Depuis le premier rapport du GIEC en 1990, les outils à disposition des scientifiques pour prédire l’évolution du climat ont drastiquement évolué. Le développement de nouvelles technologies a permis l’élaboration d’instruments plus précis et performants, ainsi que le stockage et la gestion d’un nombre impressionnant de données. En parallèle, les modèles élaborés se sont affinés et complexifiés, ils intègrent bien mieux les données récoltées, et peuvent donc gérer bien plus de variables.
Depuis 30 ans, la compréhension du climat terrestre dans sa globalité s’est donc terriblement améliorée, permettant le développement de nouveaux concepts. L’un d’entre eux suscite beaucoup d’intérêt auprès de la communauté scientifique : c’est celui des points de basculement (tipping point).
De quoi s'agit-il ? C’est le moment où un système dépasse le seuil au-delà duquel il passe à un nouvel état, sans pouvoir revenir en arrière. Un "tipping point" du quotidien serait de s’empêcher de manger ce délicieux donut bien qu’il nous fait terriblement envie, et lorsqu’on finit par craquer et croquer dedans, ne plus pouvoir faire autrement que de continuer à le manger. Une autre métaphore très éclairante est celle du jeu Junga, développée par Carbon Brief, site spécialisé sur le climat : dans cette tour formée par de l'empilement de pièces en bois rectangulaires, on peut enlever un certain nombre de pièces, à certains endroits, sans qu'elle ne s'effondre. Au fur et à mesure que l'on retire des pièces, la stabilité de la tour sera de plus en plus affectée, jusqu'à s'effondrer, quand la pièce de trop est retirée. Une seule suffit.
Pour le climat, le "tipping point", c’est un certain niveau de réchauffement au-delà duquel, par exemple, la calotte glacière du Groenland finirait par totalement fondre (dans un certain laps de temps).
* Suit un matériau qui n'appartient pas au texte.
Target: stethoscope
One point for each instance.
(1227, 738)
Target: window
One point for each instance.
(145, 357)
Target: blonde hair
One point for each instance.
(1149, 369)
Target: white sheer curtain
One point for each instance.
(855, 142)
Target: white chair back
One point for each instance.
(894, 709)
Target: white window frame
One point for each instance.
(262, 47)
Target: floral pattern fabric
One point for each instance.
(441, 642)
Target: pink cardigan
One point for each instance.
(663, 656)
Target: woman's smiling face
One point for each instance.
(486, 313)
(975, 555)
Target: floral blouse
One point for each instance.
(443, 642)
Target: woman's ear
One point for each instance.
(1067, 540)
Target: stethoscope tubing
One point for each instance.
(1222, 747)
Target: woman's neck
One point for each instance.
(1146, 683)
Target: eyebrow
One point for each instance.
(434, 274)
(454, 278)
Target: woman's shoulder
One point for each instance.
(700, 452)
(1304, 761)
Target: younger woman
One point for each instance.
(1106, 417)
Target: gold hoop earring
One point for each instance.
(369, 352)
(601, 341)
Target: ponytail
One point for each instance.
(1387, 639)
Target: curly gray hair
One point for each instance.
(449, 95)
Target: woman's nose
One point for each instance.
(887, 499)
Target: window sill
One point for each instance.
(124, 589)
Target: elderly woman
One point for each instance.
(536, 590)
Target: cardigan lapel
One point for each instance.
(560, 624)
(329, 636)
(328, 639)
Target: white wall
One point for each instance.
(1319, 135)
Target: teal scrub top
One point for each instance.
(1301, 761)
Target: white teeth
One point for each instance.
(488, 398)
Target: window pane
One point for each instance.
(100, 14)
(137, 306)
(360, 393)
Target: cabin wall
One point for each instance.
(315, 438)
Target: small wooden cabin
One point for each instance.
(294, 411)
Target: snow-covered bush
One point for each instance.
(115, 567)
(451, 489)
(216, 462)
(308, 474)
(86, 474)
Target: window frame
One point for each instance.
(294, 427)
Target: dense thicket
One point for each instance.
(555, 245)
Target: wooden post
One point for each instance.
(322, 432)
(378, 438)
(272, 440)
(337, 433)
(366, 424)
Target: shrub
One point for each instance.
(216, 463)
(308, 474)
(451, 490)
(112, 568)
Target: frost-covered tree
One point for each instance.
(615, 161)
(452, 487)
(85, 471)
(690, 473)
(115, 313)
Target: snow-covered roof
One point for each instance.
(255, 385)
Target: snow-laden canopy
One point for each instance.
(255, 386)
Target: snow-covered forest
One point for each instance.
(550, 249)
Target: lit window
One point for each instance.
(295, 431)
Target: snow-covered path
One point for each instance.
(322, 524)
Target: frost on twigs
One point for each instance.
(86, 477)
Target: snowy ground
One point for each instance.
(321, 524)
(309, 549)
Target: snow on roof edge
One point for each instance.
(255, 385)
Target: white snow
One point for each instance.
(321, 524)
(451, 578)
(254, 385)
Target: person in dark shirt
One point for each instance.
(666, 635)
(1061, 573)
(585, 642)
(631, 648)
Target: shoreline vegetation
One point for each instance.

Le GIEC aborde ce concept de manière transversale dans son dernier rapport, expliquant que des points de basculement peuvent arriver à plusieurs échelles, du régional à la Terre dans sa globalité. Et lorsque l’on considère le système climatique de la Terre dans sa globalité, certains chercheurs ont poétiquement appelés les éléments sensibles aux tipping points les "géants endormis". Car s’ils venaient à se réveiller, leur importance dans le système climatique ferait qu’ils auraient une influence considérable sur l’évolution du climat. Ces géants endormis sont aussi appelés "tipping elements", des éléments de basculement.